In continual RL, the environment of a reinforcement learning (RL) agent undergoes change. A successful system should appropriately balance the conflicting requirements of retaining agent performance on already learned tasks, stability, whilst learning new tasks, plasticity. The first-in-first-out buffer is commonly used to enhance learning in such settings but requires significant memory. We explore the application of an augmentation to this buffer which alleviates the memory constraints, and use it with a world model model-based reinforcement learning algorithm, to evaluate its effectiveness in facilitating continual learning. We evaluate the effectiveness of our method in Procgen and Atari RL benchmarks and show that the distribution matching augmentation to the replay-buffer used in the context of latent world models can successfully prevent catastrophic forgetting with significantly reduced computational overhead. Yet, we also find such a solution to not be entirely infallible, and other failure modes such as the opposite -- lacking plasticity and being unable to learn a new task -- to be a potential limitation in continual learning systems.

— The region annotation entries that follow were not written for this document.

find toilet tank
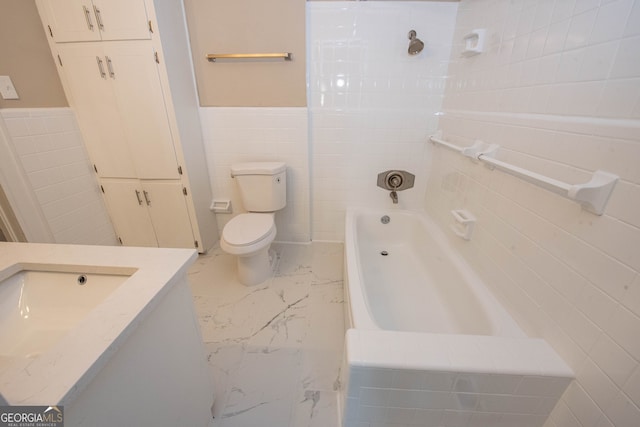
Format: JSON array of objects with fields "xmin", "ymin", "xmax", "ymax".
[{"xmin": 231, "ymin": 162, "xmax": 287, "ymax": 212}]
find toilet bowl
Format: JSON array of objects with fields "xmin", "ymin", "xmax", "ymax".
[
  {"xmin": 220, "ymin": 162, "xmax": 287, "ymax": 286},
  {"xmin": 220, "ymin": 212, "xmax": 276, "ymax": 286}
]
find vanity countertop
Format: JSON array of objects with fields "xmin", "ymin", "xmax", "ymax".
[{"xmin": 0, "ymin": 242, "xmax": 198, "ymax": 405}]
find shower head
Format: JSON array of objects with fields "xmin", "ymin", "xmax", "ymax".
[{"xmin": 408, "ymin": 30, "xmax": 424, "ymax": 55}]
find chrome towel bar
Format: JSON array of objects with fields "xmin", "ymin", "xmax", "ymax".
[
  {"xmin": 207, "ymin": 52, "xmax": 292, "ymax": 62},
  {"xmin": 429, "ymin": 131, "xmax": 618, "ymax": 215}
]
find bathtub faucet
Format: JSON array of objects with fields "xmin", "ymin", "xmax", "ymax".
[
  {"xmin": 389, "ymin": 190, "xmax": 398, "ymax": 205},
  {"xmin": 378, "ymin": 170, "xmax": 415, "ymax": 205}
]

翻译：在持续强化学习中，强化学习智能体所处的环境会发生变化。一个成功的系统需要适当平衡两个相互冲突的要求：在保留已学习任务性能（稳定性）的同时学习新任务（可塑性）。先进先出缓冲区常用于增强此类场景下的学习，但需要大量内存。我们探索了对该缓冲区的增强方法以缓解内存限制，并将其与基于世界模型的模型强化学习算法结合，评估其在促进持续学习方面的有效性。我们在Procgen和Atari强化学习基准上评估了该方法的效果，结果表明，在隐式世界模型背景下对经验回放进行分布匹配增强，能够以显著降低的计算开销成功防止灾难性遗忘。然而，我们也发现此类解决方案并非完全可靠，其他故障模式——例如相反情况：缺乏可塑性且无法学习新任务——可能成为持续学习系统的潜在局限。